This documentation is for an unreleased version of Apache Paimon. We recommend you use the latest stable version.

Global Index #

Overview #

Global Index is a powerful indexing mechanism for Data Evolution (append) tables. It enables efficient row-level lookups and filtering without full-table scans. Paimon supports multiple global index types:

BTree Index: A B-tree based index for scalar column lookups. Supports equality, IN, range predicates, and can be combined across multiple columns with AND/OR logic.
Vector Index: An approximate nearest neighbor (ANN) index powered by DiskANN for vector similarity search.
Full-Text Index: A full-text search index powered by Tantivy for text retrieval. Supports term matching and relevance scoring.

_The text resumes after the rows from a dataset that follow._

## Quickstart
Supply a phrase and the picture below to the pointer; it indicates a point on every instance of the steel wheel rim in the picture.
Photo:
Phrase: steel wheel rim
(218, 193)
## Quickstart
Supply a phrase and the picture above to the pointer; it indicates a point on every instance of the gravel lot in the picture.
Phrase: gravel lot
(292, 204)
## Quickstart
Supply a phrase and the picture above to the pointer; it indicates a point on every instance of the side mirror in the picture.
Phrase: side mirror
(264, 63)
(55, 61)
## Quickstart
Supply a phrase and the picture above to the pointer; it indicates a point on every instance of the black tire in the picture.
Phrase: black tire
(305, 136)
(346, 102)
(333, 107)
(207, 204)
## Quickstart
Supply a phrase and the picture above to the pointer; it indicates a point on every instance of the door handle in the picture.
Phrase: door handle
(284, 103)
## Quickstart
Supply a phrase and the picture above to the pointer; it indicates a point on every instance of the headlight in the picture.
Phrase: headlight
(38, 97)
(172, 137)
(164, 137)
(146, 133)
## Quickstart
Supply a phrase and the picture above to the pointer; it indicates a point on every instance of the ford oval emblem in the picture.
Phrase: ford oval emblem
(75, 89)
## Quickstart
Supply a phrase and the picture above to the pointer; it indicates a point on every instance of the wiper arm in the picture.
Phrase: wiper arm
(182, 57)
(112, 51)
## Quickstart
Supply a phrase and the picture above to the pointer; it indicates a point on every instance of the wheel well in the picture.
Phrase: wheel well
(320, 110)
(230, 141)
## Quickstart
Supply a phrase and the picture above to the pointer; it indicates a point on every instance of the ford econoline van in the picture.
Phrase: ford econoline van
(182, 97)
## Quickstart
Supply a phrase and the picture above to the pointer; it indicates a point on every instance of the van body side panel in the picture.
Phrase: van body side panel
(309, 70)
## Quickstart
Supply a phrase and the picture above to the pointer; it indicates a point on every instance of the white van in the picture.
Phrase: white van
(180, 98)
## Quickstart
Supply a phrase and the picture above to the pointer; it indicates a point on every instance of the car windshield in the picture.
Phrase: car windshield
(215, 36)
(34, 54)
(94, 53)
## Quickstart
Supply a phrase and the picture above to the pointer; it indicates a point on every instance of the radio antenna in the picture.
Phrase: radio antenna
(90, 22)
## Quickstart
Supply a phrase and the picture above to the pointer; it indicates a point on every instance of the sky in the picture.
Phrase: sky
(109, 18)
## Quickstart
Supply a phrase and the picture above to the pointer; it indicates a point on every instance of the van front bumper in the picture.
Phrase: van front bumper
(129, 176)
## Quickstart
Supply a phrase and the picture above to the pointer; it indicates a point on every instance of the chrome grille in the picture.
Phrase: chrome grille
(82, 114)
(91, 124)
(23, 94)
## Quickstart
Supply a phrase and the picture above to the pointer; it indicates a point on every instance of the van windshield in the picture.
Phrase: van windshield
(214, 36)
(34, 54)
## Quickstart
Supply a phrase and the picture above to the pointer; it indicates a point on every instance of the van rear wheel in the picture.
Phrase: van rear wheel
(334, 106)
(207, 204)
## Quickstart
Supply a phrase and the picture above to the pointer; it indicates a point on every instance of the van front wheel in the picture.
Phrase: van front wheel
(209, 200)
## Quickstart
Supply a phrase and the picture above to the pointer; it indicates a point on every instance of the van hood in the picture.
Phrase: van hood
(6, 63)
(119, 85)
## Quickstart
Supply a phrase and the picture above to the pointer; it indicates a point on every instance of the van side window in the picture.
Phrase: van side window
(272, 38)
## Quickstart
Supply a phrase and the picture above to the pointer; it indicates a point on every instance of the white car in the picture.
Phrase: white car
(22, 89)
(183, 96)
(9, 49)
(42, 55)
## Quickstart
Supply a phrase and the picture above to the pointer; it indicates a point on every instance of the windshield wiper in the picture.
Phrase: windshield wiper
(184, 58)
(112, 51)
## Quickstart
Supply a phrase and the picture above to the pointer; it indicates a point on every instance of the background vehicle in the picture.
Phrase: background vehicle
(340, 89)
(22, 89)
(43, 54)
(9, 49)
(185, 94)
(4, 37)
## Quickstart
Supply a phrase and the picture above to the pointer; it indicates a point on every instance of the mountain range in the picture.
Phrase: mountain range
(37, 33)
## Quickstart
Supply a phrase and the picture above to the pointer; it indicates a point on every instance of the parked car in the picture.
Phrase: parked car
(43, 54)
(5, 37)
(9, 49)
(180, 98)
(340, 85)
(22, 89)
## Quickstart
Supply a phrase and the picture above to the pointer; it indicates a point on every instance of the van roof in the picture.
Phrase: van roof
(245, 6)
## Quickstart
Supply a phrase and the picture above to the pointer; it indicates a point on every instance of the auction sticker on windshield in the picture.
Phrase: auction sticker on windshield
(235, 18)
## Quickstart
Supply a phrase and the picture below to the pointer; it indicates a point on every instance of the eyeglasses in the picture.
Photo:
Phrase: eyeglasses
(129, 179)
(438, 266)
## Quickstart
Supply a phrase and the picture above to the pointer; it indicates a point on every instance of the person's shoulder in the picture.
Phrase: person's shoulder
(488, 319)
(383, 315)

Global indexes work on top of Data Evolution tables. To use global indexes, your table must have:

'bucket' = '-1' (unaware-bucket mode)
'row-tracking.enabled' = 'true'
'data-evolution.enabled' = 'true'

Global index queries may not be exact when the index only covers part of the table data. If a query predicate matches the index, Paimon returns only the results from the indexed portion. Matching records in data that has not been indexed yet will not be returned.

Prerequisites #

Create a table with the required properties:

CREATE TABLE my_table (
    id INT,
    name STRING,
    embedding ARRAY<FLOAT>,
    content STRING
) TBLPROPERTIES (
    'bucket' = '-1',
    'row-tracking.enabled' = 'true',
    'data-evolution.enabled' = 'true',
    'global-index.enabled' = 'true'
);

BTree Index #

BTree index builds a logical B-tree structure over SST files, enabling efficient point lookups and range queries on scalar columns.

Build BTree Index

-- Create BTree index on 'name' column
CALL sys.create_global_index(
    table => 'db.my_table',
    index_column => 'name',
    index_type => 'btree'
);

Query with BTree Index

Once a BTree index is built, it is automatically used during scan when a filter predicate matches the indexed column.

SELECT * FROM my_table WHERE name IN ('a200', 'a300');

Vector Index #

Vector Index provides approximate nearest neighbor (ANN) search based on the DiskANN algorithm. It is suitable for vector similarity search scenarios such as recommendation systems, image retrieval, and RAG (Retrieval Augmented Generation) applications.

Build Vector Index

-- Create Lumina vector index on 'embedding' column
CALL sys.create_global_index(
    table => 'db.my_table',
    index_column => 'embedding',
    index_type => 'lumina',
    options => 'lumina.index.dimension=128'
);

The legacy index type lumina-vector-ann is still accepted for existing tables and SQL compatibility.

Vector Search

Spark SQL

-- Search for top-5 nearest neighbors
SELECT * FROM vector_search('my_table', 'embedding', array(1.0f, 2.0f, 3.0f), 5);

Flink SQL (Procedure)

Unlike Spark’s table-valued function, Flink uses a CALL procedure to perform vector search. The procedure returns JSON-serialized rows as strings.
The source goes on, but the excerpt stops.